To be a complete football player, he feels like he needs to work on technique and he’s gotten a lot of help by participating in “The Opening,” and “Rivals 5-Star Challenge,” camps this summer.
“That has had a huge impact on me, being able to take coaching from guys that have been doing it for a long time,” he said.
Williams just needed an opportunity to get on the field and before he got that opportunity, he was playing defensive tackle at 185 pounds in his sophomore year. His position change to defensive end was the beginning of his success that he is seeing now.
“My sophomore season, there was a guy ahead of me [at defensive tackle] and he was bigger than me, he was stronger so I didn’t play that much in the early season. The coaches felt like I was too good not to be on the field and at defensive end, it was different,” he said.
He struggled making the transition and figuring out how to play his new position. Everything came together for him toward the end of his sophomore season and camp season where he got a chance to see how he stacked up against some of the best high school talent in the country that summer.
“I was going against these big name guys that I had no idea about. I was working out with some these guys and I felt like I was just as good if not better than some [of them],” he said. “After that, I got the mindset that I’m the best out there, nobody can compete with me, and I’m going to do whatever it takes to beat the guy ahead of me.”

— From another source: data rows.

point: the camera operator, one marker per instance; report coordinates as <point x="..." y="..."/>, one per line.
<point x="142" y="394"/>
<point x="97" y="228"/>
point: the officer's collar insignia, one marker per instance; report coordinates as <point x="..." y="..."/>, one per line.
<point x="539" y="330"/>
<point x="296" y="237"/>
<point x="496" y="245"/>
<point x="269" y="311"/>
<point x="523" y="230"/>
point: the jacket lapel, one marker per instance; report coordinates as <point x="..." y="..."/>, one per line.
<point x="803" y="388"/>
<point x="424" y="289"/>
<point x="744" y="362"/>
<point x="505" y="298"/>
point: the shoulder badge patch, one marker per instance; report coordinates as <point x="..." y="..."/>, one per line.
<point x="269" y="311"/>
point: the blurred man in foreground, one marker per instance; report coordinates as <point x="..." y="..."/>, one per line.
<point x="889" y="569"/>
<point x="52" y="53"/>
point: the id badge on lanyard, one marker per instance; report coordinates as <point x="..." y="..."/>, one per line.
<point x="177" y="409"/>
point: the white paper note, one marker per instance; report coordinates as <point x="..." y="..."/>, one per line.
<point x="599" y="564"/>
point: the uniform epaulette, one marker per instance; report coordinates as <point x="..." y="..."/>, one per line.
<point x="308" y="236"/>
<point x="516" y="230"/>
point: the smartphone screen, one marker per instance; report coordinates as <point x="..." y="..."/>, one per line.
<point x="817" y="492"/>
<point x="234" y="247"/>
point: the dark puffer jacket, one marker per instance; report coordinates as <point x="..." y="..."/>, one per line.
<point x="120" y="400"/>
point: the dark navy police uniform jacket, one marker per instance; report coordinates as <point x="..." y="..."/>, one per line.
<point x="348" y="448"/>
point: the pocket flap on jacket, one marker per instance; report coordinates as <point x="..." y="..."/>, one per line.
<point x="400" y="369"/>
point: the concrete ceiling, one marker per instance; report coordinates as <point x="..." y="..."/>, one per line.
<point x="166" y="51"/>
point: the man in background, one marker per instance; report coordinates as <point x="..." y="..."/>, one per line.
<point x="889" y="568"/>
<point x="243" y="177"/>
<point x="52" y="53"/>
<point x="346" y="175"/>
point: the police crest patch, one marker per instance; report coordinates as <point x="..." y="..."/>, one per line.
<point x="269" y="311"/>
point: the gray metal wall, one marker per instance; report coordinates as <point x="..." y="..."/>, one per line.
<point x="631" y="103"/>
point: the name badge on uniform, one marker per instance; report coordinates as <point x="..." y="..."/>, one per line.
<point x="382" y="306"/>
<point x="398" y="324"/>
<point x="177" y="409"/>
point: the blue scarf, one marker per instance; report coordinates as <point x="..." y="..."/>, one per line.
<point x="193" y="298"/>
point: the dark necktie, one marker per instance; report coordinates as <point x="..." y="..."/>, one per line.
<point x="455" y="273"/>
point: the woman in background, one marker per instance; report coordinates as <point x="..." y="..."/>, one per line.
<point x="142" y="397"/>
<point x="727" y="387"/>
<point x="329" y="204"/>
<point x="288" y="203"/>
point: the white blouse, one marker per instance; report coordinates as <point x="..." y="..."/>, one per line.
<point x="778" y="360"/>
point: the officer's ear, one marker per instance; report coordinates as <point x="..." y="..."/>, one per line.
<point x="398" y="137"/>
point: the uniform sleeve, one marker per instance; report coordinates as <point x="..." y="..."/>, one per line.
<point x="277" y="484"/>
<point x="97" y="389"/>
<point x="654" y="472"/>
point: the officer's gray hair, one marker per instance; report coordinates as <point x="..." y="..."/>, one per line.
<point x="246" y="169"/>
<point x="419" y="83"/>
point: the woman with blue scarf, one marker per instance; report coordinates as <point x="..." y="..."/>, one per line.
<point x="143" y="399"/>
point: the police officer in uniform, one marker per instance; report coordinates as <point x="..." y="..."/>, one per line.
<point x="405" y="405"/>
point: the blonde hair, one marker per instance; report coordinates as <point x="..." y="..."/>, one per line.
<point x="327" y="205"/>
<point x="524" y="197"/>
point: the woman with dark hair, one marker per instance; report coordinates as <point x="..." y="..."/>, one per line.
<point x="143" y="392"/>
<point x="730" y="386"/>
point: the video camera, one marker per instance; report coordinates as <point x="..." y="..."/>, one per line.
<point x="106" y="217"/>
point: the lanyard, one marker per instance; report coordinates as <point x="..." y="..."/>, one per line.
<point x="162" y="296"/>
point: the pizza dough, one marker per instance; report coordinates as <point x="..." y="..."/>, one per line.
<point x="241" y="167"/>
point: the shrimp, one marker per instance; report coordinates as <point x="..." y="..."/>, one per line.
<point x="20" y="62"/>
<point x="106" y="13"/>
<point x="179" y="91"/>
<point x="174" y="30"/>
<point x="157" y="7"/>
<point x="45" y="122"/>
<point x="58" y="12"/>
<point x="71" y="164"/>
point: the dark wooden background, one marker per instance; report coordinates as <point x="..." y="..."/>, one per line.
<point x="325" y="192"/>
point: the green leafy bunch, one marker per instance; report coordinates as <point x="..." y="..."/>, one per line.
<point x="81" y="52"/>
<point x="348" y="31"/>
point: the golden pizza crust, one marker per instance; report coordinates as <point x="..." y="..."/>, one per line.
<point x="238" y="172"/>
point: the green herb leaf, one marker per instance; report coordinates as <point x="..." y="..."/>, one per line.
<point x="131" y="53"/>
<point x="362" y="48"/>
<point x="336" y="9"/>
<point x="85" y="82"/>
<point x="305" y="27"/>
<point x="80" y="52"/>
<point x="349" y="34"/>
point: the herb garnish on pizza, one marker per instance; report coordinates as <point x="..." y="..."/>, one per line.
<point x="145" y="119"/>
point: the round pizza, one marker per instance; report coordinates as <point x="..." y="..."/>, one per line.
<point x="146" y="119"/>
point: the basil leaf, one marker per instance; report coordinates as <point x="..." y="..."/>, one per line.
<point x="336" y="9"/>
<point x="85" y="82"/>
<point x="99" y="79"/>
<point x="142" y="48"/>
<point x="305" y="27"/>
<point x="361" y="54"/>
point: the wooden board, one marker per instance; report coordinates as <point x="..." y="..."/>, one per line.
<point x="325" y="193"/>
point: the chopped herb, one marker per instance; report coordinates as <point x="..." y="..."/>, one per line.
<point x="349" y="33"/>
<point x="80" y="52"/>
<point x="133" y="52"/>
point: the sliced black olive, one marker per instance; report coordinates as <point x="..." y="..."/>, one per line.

He said that going to the “The Opening,” Finals, a first for him, in Beaverton, Oregon on July 5, will be another huge opportunity to show the world what he can do. It has been a childhood dream of his and he has had friends like Josh Sweat,Levonta Taylor and Jaquan Yulee play in it as well.
“Being able to see a lot of those guys compete in it, it is something I wanted to accomplish this year. Being able to go down to the regionals in New Jersey, compete and make the final five [for defensive linemen] and then get the invite for Oregon and I did, it was definitely more exciting than any offer I could’ve gotten except for the first one,” he said.
You can watch the “The Opening,” Finals on ESPN Tuesday, July 5, at 8 AM. Set your DVR’s.